『あの』

気付けば、キーボードを叩く音がピタリと止まっていた。

『倉沢さん…私に、何か用だったのでしょうか?』

室内に入ってまだ何もする様子の無い私が、彼女に奇妙に思われて当然だった。

半身をこちらに向け訝し気に問う落合さんに、咄嗟に思い付いたセリフを口に出す。

『落合さん、カフェオレ飲める?』
『…カフェオレ?』
『うん、ホットじゃなくて、アイスのほうだけど』
『ええ、飲めますが…』
『私ね、コーヒー飲めないけどカフェオレが好きで、ここにマイ牛乳ストックしてるんだ。実は今、残り少なくて一杯だけじゃちょっと余っちゃうからどうしようかと思ってたの。良かったら1杯飲まない?』

私にしては、不自然にならない程度の嘘がつけた気がする。

落合さんは、特段不信がることも無く作業の手を止め『そういうことでしたら、頂きます』と、こちらに向き直ってくれた。

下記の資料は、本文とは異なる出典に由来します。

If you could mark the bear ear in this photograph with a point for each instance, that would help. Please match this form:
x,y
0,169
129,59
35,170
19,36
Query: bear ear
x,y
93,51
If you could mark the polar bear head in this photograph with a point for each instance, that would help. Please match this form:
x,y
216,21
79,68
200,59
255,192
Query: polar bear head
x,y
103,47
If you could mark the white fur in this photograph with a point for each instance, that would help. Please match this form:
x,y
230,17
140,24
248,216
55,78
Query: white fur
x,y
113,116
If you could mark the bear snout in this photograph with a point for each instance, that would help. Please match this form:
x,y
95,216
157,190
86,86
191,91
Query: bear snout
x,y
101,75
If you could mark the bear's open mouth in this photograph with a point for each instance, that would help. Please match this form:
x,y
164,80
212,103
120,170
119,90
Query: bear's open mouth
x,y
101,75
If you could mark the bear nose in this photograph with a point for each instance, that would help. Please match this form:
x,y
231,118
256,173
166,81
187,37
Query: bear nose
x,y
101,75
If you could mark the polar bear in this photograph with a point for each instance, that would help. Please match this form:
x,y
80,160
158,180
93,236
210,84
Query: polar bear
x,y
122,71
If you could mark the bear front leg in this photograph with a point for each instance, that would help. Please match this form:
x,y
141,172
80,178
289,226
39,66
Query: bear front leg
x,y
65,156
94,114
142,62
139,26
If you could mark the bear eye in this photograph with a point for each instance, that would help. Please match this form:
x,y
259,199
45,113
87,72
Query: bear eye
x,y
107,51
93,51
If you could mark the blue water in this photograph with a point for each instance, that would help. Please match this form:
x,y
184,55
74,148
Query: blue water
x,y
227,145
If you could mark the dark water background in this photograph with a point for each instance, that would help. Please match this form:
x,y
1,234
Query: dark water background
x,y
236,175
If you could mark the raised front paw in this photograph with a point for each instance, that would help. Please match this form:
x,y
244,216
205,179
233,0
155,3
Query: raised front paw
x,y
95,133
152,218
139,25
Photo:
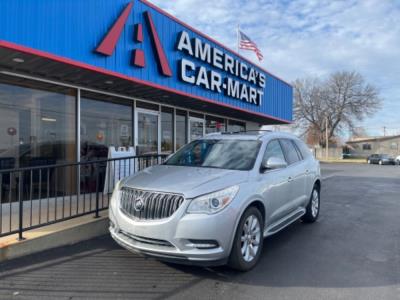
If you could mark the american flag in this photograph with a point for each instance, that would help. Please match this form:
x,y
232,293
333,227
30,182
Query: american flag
x,y
246,43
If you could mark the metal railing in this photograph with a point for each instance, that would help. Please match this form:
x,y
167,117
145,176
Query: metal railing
x,y
38,196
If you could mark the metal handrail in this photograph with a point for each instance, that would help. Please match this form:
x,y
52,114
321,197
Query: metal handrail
x,y
32,197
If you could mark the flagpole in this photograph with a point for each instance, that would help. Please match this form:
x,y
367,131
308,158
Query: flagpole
x,y
238,38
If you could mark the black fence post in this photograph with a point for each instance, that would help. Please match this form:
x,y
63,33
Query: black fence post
x,y
21,207
97,191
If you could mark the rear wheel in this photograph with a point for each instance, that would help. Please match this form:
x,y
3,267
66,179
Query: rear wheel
x,y
312,209
248,243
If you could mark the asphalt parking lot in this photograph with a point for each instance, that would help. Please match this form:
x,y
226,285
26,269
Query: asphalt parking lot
x,y
352,252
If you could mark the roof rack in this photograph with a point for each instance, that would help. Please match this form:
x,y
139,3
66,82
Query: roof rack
x,y
245,131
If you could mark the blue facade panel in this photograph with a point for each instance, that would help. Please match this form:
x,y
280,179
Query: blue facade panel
x,y
74,28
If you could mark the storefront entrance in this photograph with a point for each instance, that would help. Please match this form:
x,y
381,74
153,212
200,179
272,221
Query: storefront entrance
x,y
147,132
196,128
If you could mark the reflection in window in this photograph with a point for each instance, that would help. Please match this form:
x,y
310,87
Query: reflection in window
x,y
104,124
37,127
167,130
181,129
214,124
147,134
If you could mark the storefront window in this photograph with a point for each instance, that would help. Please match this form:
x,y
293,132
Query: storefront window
x,y
167,130
181,128
37,126
236,126
104,124
214,124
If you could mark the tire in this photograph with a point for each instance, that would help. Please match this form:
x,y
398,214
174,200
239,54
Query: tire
x,y
247,261
313,207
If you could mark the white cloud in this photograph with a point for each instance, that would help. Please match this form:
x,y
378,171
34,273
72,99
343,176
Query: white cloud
x,y
311,38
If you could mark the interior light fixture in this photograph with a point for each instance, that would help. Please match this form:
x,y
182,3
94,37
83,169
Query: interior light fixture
x,y
45,119
18,60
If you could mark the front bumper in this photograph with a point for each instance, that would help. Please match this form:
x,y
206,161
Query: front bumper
x,y
171,239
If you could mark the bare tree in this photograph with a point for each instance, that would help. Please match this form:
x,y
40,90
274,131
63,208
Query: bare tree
x,y
340,100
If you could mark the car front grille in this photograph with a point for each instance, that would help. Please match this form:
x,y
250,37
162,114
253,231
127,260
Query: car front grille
x,y
148,205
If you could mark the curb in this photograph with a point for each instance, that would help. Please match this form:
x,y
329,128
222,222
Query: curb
x,y
47,238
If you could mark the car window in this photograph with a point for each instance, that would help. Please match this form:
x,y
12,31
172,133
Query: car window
x,y
222,154
273,149
291,153
304,150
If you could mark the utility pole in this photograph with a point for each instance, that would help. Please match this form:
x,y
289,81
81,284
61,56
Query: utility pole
x,y
326,139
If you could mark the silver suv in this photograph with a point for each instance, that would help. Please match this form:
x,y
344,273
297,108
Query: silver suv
x,y
214,200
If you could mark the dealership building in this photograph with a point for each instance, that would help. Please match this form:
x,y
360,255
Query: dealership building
x,y
79,76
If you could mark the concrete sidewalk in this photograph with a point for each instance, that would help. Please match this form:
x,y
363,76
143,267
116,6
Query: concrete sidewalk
x,y
55,235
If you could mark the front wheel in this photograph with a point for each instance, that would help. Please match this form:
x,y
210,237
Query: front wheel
x,y
312,209
248,242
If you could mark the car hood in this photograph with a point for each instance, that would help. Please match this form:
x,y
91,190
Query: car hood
x,y
189,181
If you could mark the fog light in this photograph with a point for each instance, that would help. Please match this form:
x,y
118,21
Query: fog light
x,y
203,244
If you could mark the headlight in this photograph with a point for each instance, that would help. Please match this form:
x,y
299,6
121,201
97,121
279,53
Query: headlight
x,y
115,193
214,202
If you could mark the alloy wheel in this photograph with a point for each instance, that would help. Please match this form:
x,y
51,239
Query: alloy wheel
x,y
250,238
315,203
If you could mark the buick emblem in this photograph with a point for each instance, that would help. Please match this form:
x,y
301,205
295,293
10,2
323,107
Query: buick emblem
x,y
138,205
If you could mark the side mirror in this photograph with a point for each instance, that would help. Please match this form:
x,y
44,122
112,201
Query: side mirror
x,y
273,163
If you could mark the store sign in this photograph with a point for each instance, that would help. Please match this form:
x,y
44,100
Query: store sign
x,y
203,65
221,72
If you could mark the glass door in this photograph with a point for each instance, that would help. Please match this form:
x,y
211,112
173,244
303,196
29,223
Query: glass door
x,y
196,128
147,132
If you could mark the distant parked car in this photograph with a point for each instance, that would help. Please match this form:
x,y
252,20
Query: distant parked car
x,y
382,159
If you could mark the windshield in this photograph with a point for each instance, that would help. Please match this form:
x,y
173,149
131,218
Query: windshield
x,y
222,154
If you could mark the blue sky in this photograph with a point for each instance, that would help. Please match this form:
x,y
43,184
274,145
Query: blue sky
x,y
302,38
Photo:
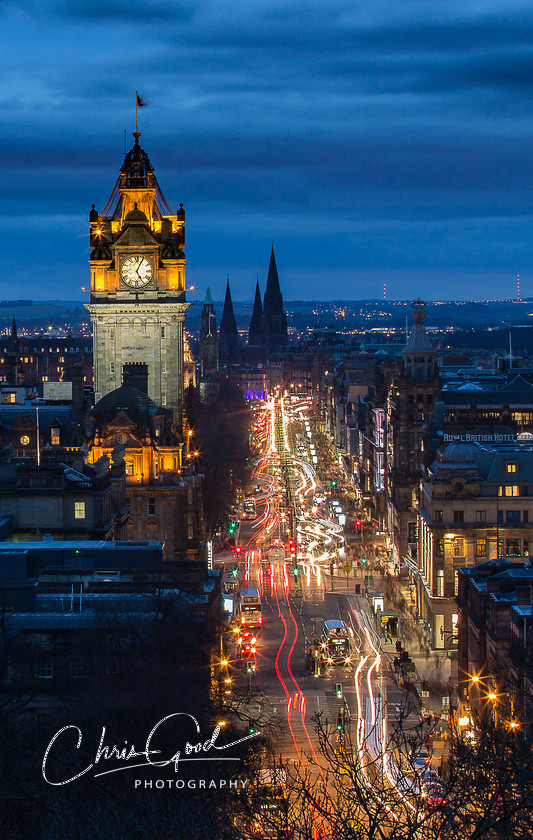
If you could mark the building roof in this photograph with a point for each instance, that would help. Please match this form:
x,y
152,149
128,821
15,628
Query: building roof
x,y
134,403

冷蔵庫から牛乳を出し、いつもの調子で作りだすと、彼女は手際よく自分のカップと、冷凍庫から氷を出してくる。

先を読んで行動するその一連の抜かりない動きに、やっぱり感心せざる負えない。

完成したカフェオレを中央のテーブルに置かれた二つのカップに注ぐと、マドラーで氷をカランとかき回す。

『落合さんのお口に合うと良いのだけど』
『いただきます』

ストローは使わずそのまま口に運ぶ、そのごく自然な所作さえも、彼女が行えば美しく見えた。